There is a motion that effectively serves the same purpose, Seabold said, but it needs a two-thirds vote to pass, which didn't happen Wednesday. The alternate motion is dubbed a “call for the previous question.”

At Wednesday’s meeting, both of Alpay’s debate-ending motions passed by a vote of 4-3 (with Trustees Addonizio, Sue Palazzo and Anna Bryson dissenting), which is not a two-thirds majority.

Although a call for the previous question may occur before any debate takes place, it is “more commonly moved after some debate has occurred,” Seabold said.

Despite the rules violation, the eventual votes on the contract and budget still stand, Seabold said.

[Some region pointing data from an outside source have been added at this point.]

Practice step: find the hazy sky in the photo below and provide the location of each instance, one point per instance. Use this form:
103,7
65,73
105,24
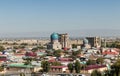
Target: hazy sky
42,17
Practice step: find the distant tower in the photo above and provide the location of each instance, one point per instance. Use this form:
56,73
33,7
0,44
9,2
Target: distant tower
54,44
63,39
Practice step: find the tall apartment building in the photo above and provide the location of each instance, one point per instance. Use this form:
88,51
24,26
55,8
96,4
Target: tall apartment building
94,41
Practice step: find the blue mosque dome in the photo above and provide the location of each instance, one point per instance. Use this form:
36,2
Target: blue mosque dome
54,36
85,41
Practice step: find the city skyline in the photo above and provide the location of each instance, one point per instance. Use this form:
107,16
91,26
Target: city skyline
31,18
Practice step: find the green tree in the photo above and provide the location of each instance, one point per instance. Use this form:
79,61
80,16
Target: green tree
116,67
45,65
2,48
100,60
56,63
77,66
96,73
74,46
57,53
70,67
28,61
91,62
1,68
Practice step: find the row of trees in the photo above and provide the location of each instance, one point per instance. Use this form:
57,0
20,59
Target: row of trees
74,66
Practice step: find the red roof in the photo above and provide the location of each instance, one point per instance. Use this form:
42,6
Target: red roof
65,59
57,67
94,67
110,53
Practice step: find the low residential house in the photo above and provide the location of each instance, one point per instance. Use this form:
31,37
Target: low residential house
21,67
111,51
58,69
91,68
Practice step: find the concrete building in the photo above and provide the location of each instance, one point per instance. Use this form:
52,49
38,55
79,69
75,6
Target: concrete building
63,39
94,41
54,44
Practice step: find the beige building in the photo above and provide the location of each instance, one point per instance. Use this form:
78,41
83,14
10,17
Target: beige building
94,41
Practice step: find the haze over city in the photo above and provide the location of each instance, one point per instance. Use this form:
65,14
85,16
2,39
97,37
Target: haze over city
40,18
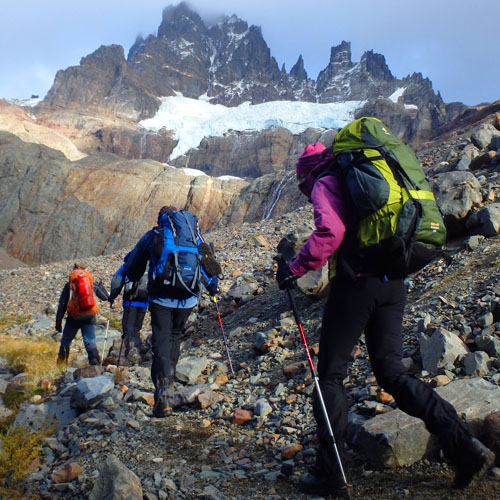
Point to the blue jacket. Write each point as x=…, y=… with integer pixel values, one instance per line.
x=142, y=254
x=119, y=281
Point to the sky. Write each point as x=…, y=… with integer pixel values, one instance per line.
x=454, y=43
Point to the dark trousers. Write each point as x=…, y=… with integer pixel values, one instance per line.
x=132, y=320
x=167, y=326
x=375, y=306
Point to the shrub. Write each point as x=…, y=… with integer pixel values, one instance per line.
x=35, y=357
x=20, y=455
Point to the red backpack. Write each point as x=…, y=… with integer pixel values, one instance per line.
x=82, y=300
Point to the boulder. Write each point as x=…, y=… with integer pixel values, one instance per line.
x=456, y=193
x=395, y=439
x=116, y=482
x=441, y=350
x=89, y=391
x=476, y=363
x=485, y=221
x=189, y=369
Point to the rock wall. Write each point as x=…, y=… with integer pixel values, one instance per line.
x=54, y=209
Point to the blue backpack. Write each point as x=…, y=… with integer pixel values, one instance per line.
x=176, y=262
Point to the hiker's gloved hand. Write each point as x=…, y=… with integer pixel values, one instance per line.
x=284, y=276
x=210, y=265
x=213, y=288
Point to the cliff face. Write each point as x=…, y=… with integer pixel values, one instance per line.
x=53, y=209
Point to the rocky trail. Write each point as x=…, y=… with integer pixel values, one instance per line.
x=248, y=436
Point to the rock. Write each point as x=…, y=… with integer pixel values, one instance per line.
x=88, y=371
x=35, y=417
x=394, y=439
x=17, y=383
x=66, y=473
x=476, y=363
x=116, y=482
x=189, y=369
x=241, y=416
x=492, y=431
x=485, y=221
x=290, y=451
x=456, y=193
x=262, y=408
x=489, y=344
x=3, y=385
x=208, y=398
x=88, y=391
x=4, y=411
x=441, y=350
x=482, y=137
x=291, y=370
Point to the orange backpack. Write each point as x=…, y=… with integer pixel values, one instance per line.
x=82, y=301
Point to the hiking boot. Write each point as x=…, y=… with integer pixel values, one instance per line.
x=62, y=356
x=162, y=407
x=134, y=357
x=476, y=461
x=314, y=484
x=93, y=355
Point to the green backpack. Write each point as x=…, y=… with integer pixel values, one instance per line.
x=399, y=228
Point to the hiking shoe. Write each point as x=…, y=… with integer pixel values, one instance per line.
x=162, y=408
x=314, y=484
x=476, y=461
x=133, y=356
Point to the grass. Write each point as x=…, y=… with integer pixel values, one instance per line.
x=21, y=449
x=20, y=456
x=34, y=357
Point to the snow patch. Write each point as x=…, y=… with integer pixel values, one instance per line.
x=193, y=172
x=397, y=94
x=191, y=120
x=229, y=178
x=29, y=103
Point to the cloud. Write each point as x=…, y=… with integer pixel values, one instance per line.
x=451, y=42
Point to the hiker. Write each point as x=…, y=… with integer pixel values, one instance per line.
x=178, y=258
x=77, y=298
x=135, y=304
x=362, y=301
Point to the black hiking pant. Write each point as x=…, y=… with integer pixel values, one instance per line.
x=375, y=306
x=167, y=326
x=132, y=320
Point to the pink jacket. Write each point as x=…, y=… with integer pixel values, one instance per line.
x=329, y=218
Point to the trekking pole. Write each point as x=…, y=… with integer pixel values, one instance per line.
x=106, y=336
x=316, y=382
x=224, y=336
x=123, y=333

“Procedural errors of the sort we are contemplating would not nullify the adoption of a motion,” he said. “In general, the way to correct procedural errors is raise a ‘point of order’ at the time they are made.”

Addonizio did so at the time, but President Gary Pritchard said Alpay’s motion, seconded by Trustee Jack Brick, was allowable.

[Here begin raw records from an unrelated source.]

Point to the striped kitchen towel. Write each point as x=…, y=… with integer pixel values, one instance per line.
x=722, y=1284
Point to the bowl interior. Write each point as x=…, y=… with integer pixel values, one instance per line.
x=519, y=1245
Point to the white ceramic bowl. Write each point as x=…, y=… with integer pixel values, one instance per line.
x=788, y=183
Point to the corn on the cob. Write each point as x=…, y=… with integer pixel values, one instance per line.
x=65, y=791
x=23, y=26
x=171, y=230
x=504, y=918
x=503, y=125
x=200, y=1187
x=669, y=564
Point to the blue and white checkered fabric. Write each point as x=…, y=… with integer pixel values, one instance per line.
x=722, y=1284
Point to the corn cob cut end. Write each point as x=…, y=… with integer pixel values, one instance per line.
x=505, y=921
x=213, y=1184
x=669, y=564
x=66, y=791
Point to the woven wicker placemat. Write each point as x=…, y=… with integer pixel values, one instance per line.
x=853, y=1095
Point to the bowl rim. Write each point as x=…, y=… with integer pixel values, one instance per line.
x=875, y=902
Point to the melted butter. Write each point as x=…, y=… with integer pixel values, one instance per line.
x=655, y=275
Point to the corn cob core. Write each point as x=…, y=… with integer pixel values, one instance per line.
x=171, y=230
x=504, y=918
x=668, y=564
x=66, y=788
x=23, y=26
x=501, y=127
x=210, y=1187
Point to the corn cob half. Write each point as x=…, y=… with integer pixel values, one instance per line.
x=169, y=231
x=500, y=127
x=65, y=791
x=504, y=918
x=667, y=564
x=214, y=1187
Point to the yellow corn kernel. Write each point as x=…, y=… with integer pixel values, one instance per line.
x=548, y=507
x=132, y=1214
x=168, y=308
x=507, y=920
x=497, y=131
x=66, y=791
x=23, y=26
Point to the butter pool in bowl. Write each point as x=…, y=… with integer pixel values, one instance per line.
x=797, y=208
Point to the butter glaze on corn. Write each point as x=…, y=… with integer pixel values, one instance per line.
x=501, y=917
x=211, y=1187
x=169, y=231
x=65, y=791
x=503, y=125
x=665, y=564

“You’re out of order, Trustee Addonizio. Robert’s Rules of Order,” Pritchard said. When Addonizio challenged him (as Seabold suggested), he responded: “No, we’re absolutely not going out of procedure.”

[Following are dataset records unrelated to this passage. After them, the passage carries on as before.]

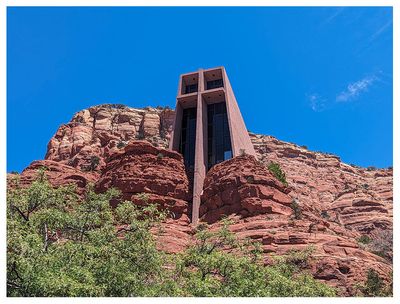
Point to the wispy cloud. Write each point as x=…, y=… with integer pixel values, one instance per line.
x=336, y=13
x=380, y=30
x=316, y=102
x=354, y=89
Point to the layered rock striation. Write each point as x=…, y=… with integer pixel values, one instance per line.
x=327, y=204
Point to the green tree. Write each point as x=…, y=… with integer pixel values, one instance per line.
x=59, y=244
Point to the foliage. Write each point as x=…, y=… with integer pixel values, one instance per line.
x=325, y=214
x=276, y=170
x=296, y=209
x=375, y=286
x=94, y=162
x=364, y=239
x=59, y=244
x=220, y=265
x=121, y=144
x=143, y=196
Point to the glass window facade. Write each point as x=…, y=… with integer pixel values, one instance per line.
x=188, y=136
x=218, y=83
x=191, y=88
x=219, y=139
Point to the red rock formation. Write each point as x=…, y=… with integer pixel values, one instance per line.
x=146, y=174
x=359, y=199
x=93, y=132
x=242, y=186
x=260, y=209
x=58, y=175
x=338, y=202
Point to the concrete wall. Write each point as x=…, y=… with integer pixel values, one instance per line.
x=239, y=135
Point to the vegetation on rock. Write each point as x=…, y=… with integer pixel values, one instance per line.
x=276, y=170
x=59, y=244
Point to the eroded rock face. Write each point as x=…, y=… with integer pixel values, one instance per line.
x=58, y=174
x=338, y=202
x=142, y=168
x=93, y=133
x=261, y=209
x=242, y=186
x=360, y=199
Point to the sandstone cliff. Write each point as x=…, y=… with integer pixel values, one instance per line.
x=327, y=204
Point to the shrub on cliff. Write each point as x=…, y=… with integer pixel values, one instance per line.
x=276, y=170
x=220, y=265
x=61, y=245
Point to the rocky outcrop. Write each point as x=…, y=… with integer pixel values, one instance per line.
x=242, y=186
x=360, y=199
x=93, y=133
x=261, y=210
x=57, y=173
x=145, y=174
x=148, y=175
x=337, y=203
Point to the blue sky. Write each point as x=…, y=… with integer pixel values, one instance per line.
x=320, y=77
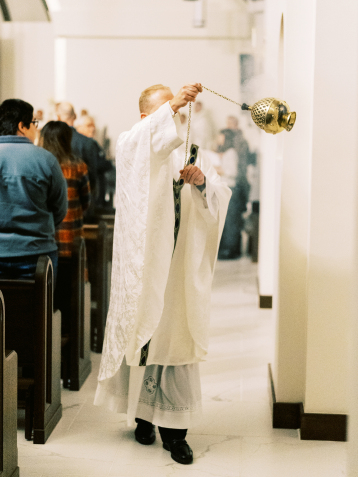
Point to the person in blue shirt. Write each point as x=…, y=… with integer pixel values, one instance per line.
x=33, y=194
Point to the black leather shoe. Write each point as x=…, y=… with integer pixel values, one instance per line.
x=180, y=451
x=145, y=433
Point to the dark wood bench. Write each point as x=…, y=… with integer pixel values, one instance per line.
x=33, y=330
x=99, y=240
x=8, y=408
x=73, y=299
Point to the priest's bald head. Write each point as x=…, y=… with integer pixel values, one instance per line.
x=155, y=96
x=152, y=98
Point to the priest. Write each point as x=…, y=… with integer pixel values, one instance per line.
x=169, y=219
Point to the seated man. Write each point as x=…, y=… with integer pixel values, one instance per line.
x=90, y=152
x=33, y=194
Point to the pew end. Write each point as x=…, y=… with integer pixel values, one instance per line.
x=34, y=331
x=8, y=409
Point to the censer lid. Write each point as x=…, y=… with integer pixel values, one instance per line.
x=272, y=115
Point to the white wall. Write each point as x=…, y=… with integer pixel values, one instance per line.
x=101, y=55
x=27, y=62
x=111, y=74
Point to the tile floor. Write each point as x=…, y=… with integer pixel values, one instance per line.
x=235, y=438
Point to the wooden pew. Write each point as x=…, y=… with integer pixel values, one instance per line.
x=33, y=330
x=98, y=244
x=8, y=408
x=73, y=299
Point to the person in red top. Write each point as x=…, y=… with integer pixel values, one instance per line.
x=56, y=137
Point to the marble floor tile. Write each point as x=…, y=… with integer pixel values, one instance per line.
x=235, y=438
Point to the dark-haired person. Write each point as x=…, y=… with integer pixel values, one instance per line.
x=56, y=137
x=33, y=194
x=89, y=151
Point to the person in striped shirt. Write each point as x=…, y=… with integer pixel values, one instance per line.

When Alpay was asked for comment Thursday, he submitted this statement:

My motion to move the previous question was proper, procedurally correct and received the required second. I would agree with Mr. Seabold that per Robert Rules, my motion requires a two-thirds majority to pass. That said, my reading of Roberts Rules does allow for alternate practices to be exercised by a governing body.  Such alternate practices, per Roberts Rules are also valid and binding on the board until such time a member makes a valid point of order regarding the application of the rule, at which point the governing body is required to revert to the written rules expressly set forth in Roberts Rules. Ellen failed to properly articulate anything to that effect in a point of order.  If Ellen wishes to reopen debate on the underlying issue, provided she is in compliance with Robert's Rules, that is certainly her prerogative.

Attempts to reach Pritchard for comment weren't successful.